2 Hematology/Oncology, Novant Health Presbyterian Medical Center, Charlotte, NC, USA.
J Oncol Pharm Pract. 2018 Oct;24(7):517-524. doi: 10.1177/1078155217718383. Epub 2017 Jul 11.
Patients with chronic lymphocytic leukemia with the 17p deletion have a poor prognosis and treatment options are limited. Venetoclax, a novel B-cell lymphoma-2 inhibitor, has been approved for treatment-experienced chronic lymphocytic leukemia patients with the 17p deletion.
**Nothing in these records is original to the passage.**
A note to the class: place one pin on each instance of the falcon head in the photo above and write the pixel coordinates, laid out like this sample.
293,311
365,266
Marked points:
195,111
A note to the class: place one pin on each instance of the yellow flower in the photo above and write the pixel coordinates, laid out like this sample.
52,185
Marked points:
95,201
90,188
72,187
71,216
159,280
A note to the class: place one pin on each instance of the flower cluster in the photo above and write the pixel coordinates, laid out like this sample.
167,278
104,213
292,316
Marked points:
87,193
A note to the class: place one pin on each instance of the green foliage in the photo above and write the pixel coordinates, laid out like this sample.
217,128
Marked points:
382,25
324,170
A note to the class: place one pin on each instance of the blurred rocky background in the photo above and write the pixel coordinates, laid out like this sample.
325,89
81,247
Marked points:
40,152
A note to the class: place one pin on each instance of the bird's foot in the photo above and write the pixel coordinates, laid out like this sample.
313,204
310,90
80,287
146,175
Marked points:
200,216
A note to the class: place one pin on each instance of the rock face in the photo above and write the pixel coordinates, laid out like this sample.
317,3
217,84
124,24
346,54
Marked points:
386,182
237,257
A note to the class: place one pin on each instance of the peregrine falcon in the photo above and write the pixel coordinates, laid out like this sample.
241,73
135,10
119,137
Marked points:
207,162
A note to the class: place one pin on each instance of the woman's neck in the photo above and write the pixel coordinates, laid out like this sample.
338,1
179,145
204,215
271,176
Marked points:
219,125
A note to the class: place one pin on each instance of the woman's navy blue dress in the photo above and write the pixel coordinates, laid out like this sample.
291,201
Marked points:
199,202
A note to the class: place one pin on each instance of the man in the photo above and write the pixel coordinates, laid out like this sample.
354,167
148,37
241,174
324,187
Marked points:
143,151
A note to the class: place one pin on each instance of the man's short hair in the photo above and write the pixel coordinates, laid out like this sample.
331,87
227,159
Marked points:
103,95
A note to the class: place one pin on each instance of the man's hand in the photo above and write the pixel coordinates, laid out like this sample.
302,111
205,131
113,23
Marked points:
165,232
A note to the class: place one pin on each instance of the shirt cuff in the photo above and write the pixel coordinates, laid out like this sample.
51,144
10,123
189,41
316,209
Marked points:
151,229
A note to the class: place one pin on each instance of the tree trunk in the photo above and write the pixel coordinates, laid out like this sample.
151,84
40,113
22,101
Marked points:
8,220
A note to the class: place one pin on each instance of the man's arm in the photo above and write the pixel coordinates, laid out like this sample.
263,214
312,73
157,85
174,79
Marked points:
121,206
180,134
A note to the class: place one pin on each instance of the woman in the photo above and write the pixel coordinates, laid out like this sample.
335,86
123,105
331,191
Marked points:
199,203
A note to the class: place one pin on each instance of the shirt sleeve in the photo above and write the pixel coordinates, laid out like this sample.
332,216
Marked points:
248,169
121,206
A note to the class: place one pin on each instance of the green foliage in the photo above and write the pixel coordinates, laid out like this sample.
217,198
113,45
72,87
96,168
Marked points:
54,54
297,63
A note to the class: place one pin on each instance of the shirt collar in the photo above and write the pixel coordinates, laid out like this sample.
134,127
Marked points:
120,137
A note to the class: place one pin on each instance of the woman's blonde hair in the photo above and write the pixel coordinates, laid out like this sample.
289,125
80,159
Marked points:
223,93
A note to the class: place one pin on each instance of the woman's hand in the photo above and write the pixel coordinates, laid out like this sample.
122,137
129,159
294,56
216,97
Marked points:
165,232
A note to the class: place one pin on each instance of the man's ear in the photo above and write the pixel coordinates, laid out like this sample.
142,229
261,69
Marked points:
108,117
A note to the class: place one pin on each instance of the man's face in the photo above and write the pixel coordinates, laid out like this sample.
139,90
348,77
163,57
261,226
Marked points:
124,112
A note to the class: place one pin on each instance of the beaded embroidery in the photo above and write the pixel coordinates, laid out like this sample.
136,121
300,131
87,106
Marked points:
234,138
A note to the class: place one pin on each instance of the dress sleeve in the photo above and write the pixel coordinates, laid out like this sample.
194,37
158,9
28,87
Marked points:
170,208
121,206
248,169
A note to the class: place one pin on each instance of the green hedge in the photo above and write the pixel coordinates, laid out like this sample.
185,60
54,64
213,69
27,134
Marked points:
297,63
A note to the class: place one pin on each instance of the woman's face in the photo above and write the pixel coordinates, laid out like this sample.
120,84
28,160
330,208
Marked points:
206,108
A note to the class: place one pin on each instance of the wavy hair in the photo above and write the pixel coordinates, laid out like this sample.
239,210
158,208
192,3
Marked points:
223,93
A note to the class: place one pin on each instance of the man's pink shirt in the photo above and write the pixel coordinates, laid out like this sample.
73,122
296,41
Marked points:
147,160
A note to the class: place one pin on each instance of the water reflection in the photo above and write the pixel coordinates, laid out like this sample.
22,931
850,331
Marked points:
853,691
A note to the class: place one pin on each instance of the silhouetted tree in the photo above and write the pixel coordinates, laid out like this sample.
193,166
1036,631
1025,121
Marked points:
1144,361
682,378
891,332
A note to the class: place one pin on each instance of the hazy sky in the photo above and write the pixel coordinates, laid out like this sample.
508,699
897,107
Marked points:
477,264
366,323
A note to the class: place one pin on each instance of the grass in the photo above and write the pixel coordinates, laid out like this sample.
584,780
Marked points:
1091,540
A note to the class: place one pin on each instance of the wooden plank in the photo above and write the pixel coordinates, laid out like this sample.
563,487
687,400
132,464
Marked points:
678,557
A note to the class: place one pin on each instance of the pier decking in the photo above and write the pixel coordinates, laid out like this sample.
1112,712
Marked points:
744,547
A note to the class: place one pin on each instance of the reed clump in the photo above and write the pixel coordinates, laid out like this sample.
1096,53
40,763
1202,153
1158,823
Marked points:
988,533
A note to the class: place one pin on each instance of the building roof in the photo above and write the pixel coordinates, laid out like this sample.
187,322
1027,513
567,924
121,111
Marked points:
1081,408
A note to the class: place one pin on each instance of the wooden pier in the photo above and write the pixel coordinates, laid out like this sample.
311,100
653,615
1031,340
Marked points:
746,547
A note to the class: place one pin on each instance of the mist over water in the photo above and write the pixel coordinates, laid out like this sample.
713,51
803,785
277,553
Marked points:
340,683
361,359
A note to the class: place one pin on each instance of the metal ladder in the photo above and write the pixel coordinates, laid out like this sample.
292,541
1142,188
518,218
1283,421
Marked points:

A phase 1 dose-escalation study to 400 mg daily showed overall response rates across all doses of 79% with a complete response achieved in 20%. A phase 2 multicenter open-label study demonstrated overall response rate of 79.4% of patients (95% confidence interval 70.5-86.6) with median duration of follow-up of 12.1 months (IQR 10.1-14.2). Tumor lysis syndrome has been observed during initiation and titration. Assessing risk of tumor lysis syndrome prior to therapy initiation is essential to provide appropriate prophylactic medications. Neutropenia, potentially warranting dose reduction or discontinuation, has been observed. Venetoclax has demonstrated activity in other leukemias, multiple myeloma, and lymphomas. Venetoclax has shown response, and is well tolerated in patients with highly resistant chronic lymphocytic leukemia. It has the potential to be part of the treatment armamentarium for other malignancies.
伴有17p缺失的慢性淋巴细胞白血病患者预后较差,治疗选择有限。维奈克拉是一种新型的B细胞淋巴瘤-2抑制剂,已被批准用于治疗有治疗史的伴有17p缺失的慢性淋巴细胞白血病患者。一项每日剂量递增至400mg的1期研究显示,所有剂量的总体缓解率为79%,完全缓解率为20%。一项2期多中心开放标签研究表明,患者的总体缓解率为79.4%(95%置信区间70.5-86.6),中位随访时间为12.1个月(四分位间距10.1-14.2)。在开始治疗和滴定过程中观察到肿瘤溶解综合征。在开始治疗前评估肿瘤溶解综合征的风险对于提供适当的预防药物至关重要。已观察到中性粒细胞减少,可能需要降低剂量或停药。维奈克拉在其他白血病、多发性骨髓瘤和淋巴瘤中已显示出活性。维奈克拉已显示出疗效,并且在高度耐药的慢性淋巴细胞白血病患者中耐受性良好。它有可能成为其他恶性肿瘤治疗手段的一部分。